14476
sözlükte tekrar yazmama sebebiyet vermiş hoca. galatasaray teknik direktörü. muhtemelen suyun karşı tarafınında etki ajanlarıyla birlikte bir sinerji ortaya çıktı. galatasaray taraftarının içinde birikmiş kin ve nefreti yellediler. tamam eleştiri zaten olacaktı ama dozu saçmalama boyutuna çıkmayacaktı belki.
ama yaşı 20-25 güruh ile, bizim gibi 40 görmüş ve bizden biraz daha şerbetlilerin oluşturduğu birtakım köşeler var. yaşları genç olanların fikriyatını açık ve net bir şekilde önemsemiyorum çünkü hayata bakış açıları net bir şekilde olgunlaşmamış ve ayakları yere basmayan fikirleri futboldaki tecrübeleriyle birleştirmeleri sonucu bir "istifa" dalgası kopuyor iki gündür.
yaşları ilerlemiş abilerimizde her şeyi çok bildikleri için ne dersek doğrudur diyerek, vur patlasın çal oynasın.
bu grupları arasındaki aklı selim insanları tenzih ediyorum. nedir o aklı selim? aklı selim; fitne zamanı esen rüzgarın dinmesi bekler ve dilini tutar, sabreder.

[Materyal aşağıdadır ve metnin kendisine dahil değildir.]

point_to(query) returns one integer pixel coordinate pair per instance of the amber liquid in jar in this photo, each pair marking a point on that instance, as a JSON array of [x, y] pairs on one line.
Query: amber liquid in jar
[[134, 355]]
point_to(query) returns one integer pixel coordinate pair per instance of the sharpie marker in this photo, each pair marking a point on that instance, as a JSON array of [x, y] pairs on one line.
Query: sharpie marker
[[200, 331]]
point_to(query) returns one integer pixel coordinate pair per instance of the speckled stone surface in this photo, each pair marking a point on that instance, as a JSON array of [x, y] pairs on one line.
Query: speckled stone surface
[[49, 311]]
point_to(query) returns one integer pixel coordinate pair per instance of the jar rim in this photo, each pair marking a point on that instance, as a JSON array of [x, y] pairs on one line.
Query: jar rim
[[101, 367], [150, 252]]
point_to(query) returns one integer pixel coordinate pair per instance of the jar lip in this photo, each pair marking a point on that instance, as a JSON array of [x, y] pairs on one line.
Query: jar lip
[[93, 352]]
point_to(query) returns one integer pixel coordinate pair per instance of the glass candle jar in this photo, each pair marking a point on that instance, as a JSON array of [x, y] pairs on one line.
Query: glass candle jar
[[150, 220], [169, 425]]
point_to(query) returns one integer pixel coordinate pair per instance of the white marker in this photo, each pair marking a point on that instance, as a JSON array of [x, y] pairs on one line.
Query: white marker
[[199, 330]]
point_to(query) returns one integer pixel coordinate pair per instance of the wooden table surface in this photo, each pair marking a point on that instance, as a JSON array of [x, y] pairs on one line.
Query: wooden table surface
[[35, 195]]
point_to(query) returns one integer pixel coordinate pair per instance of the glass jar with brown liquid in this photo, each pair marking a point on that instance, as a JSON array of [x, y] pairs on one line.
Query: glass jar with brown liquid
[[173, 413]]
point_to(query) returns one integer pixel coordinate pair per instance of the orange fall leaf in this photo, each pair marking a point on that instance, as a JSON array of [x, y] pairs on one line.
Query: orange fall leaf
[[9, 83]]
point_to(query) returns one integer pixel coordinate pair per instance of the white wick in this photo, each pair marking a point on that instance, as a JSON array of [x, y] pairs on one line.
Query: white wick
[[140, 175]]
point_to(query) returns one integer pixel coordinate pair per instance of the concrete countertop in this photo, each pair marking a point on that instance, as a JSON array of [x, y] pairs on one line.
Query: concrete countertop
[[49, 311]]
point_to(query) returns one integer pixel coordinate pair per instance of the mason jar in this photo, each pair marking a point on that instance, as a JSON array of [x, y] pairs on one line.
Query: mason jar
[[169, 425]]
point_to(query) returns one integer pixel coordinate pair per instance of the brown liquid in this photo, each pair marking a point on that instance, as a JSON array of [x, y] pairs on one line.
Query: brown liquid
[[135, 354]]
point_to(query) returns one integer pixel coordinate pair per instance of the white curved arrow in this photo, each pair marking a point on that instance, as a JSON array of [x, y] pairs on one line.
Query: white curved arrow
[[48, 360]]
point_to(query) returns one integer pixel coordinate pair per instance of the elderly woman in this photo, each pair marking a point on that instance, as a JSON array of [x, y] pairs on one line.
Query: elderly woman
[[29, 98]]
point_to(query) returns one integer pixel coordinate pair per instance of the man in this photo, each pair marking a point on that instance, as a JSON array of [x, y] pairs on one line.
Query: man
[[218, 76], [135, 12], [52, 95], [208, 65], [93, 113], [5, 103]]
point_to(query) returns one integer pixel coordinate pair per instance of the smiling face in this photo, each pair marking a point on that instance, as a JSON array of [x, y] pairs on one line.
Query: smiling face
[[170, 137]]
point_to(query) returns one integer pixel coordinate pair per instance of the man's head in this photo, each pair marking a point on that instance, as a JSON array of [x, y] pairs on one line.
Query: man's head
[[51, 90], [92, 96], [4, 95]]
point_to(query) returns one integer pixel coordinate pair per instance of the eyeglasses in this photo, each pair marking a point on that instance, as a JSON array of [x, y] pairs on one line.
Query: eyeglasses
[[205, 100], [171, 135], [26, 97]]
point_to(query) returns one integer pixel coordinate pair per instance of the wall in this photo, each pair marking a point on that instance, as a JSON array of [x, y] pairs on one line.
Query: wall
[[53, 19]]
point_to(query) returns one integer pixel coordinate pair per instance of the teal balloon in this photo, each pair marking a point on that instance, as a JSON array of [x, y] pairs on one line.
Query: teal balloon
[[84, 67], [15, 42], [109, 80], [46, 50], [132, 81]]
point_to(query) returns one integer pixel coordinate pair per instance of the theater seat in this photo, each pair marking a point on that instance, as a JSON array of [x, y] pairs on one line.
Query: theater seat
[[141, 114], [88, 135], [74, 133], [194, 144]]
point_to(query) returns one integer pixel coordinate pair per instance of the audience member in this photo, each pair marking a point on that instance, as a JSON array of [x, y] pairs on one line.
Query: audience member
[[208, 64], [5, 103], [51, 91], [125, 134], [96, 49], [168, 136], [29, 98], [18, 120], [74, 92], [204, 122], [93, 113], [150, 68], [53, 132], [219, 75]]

galatasaray'da eleştiri kültürü var diyerek saçma sapan bir argüman ortaya çıktı. bu argümanın altını zibilyon tane şeyle doldurdular. işin ucu sadece keyfe göre kaçtı. fatih terim'in futbol bilmediği, erden timur'un hiçbir şey yapmadığı, rahmetli mustafa cengiz'in şunu bunu, okan hocanın hiçbir şey oynatmadığı.
kasımpaşa beraberliği sonrası, kasımpaşa'nın teknik sorumlusunun izahatı, okan hocanın ciner'in takımının oyun şablonunu ilk yarı darmadağın ettiğini ortaya koydu. 45 dakikada 1 pozisyon. kaçırdığım varsa internetin azizliğine uğradığım anlara denk gelmiş olabilir.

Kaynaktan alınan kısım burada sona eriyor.